- Official DVD cover
- Directed by: Richard J. Lewis
- Written by: Gary Scott Thompson
- Produced by: Ron French
- Starring: James Belushi Gary Basaraba
- Cinematography: Roy H. Wagner
- Edited by: Ron Wisman
- Music by: Nick Pierone
- Distributed by: Universal Studios Home Video
- Release date: July 30, 2002;
- Running time: 95 minutes
- Countries: United States Canada
- Language: English

= K-9: P.I. =

K-9: P.I. is a 2002 American direct-to-video buddy cop comedy film, directed by Richard J. Lewis and starring James Belushi. The film serves as the fourth and final installment in the K-9 film series; and is the sequel to K-911.

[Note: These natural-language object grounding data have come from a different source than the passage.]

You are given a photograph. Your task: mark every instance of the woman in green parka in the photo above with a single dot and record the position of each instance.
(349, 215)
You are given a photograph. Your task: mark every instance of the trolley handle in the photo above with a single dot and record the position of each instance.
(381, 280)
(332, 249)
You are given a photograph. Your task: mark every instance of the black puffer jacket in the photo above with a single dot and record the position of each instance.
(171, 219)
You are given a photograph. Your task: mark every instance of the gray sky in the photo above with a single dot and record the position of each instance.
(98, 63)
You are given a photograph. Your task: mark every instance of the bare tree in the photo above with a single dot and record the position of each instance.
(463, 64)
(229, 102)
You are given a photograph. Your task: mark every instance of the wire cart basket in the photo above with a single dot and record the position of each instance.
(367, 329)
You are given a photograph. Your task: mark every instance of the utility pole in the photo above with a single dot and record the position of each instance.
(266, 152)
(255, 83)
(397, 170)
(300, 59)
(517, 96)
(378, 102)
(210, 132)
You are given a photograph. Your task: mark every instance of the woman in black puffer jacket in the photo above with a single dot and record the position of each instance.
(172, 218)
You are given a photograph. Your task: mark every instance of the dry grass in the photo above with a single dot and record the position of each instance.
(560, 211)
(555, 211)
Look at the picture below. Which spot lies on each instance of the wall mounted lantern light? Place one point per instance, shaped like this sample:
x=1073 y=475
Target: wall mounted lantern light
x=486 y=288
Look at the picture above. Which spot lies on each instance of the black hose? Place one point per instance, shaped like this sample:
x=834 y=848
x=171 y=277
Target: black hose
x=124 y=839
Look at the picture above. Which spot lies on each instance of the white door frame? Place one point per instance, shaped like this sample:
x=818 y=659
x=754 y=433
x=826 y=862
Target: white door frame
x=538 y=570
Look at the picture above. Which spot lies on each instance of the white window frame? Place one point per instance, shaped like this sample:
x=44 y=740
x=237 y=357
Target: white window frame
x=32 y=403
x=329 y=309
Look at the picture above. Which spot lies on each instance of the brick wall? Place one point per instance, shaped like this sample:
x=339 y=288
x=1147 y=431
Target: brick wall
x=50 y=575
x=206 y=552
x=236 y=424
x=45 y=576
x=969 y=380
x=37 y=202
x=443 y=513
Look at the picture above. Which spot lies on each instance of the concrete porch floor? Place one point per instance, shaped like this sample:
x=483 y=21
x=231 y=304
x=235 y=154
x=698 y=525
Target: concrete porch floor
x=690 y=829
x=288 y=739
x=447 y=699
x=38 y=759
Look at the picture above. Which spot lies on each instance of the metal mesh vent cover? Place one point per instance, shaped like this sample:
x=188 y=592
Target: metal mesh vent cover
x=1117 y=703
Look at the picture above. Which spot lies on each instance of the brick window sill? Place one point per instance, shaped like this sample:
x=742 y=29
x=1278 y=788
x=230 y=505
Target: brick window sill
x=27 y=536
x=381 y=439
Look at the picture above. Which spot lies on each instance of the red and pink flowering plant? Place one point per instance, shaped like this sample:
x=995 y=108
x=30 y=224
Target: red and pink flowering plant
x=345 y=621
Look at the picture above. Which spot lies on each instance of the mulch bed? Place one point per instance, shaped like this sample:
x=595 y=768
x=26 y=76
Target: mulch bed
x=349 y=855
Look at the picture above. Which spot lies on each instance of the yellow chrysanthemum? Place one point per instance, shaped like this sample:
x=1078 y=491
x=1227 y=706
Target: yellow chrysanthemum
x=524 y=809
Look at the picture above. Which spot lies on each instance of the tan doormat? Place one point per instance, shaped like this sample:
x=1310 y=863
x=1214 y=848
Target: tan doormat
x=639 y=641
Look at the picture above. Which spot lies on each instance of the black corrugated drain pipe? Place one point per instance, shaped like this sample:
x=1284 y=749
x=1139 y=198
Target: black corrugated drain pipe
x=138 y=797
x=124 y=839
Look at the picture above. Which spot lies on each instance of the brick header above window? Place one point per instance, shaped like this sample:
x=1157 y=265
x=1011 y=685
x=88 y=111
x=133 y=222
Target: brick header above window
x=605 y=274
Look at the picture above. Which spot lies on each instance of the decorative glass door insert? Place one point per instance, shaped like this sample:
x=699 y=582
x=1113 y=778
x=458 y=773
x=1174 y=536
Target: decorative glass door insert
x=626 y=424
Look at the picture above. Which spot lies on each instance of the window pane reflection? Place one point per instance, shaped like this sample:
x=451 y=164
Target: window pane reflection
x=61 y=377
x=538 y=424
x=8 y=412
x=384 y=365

After retiring from the LAPD, Detective Michael Dooley (Belushi) and his lovable K-9 Partner Jerry Lee go on one last adventure before they retire and start to enjoy the good life.

==Plot==
After retiring, Detective Dooley and Jerry Lee have a retirement party with all of their friends. After the party, Dooley and Jerry Lee are both drunk. They enter LA Micro Labs and find a dead security guard apparently shot by criminals who have stolen a chip. Jerry Lee and Dooley must now track down the criminals and retrieve the chip.

==Cast==

- James Belushi as Michael Dooley
- Gary Basaraba as Pete Timmons
- Kim Huffman as Laura Fields
- Jody Racicot as Maurice
- Christopher Shyer as Charles Thyer
- Barbara Tyson as Catherine
- Blu Mankuma as Captain Thomas
- Duncan Fraser as Frankie the Fence
- Jason Schombing as Carlos Cuesta
- Kevin Durand as Agent Verner
- Matthew Bennett as Agent Henry
- Jay Brazeau as Dr. Tilley
- Sarah Carter as Babe
- Terry Chen as Sato
- Dean Choe as Thief
- Michael Eklund as Billy Cochran
- G. Michael Gray as Junkie
- Ellie Harvie as Jackie Von Jarvis
- Dee Jay Jackson as Auto Pool Guy
- David Lewis as Jack Von Jarvis
- Angela Moore as Angie
- Natassia Malthe as Dirty Dancer (as Lina Teal)
- King as Jerry Lee

==Reception==
On Rotten Tomatoes the film has an approval rating of 0% based 6 reviews.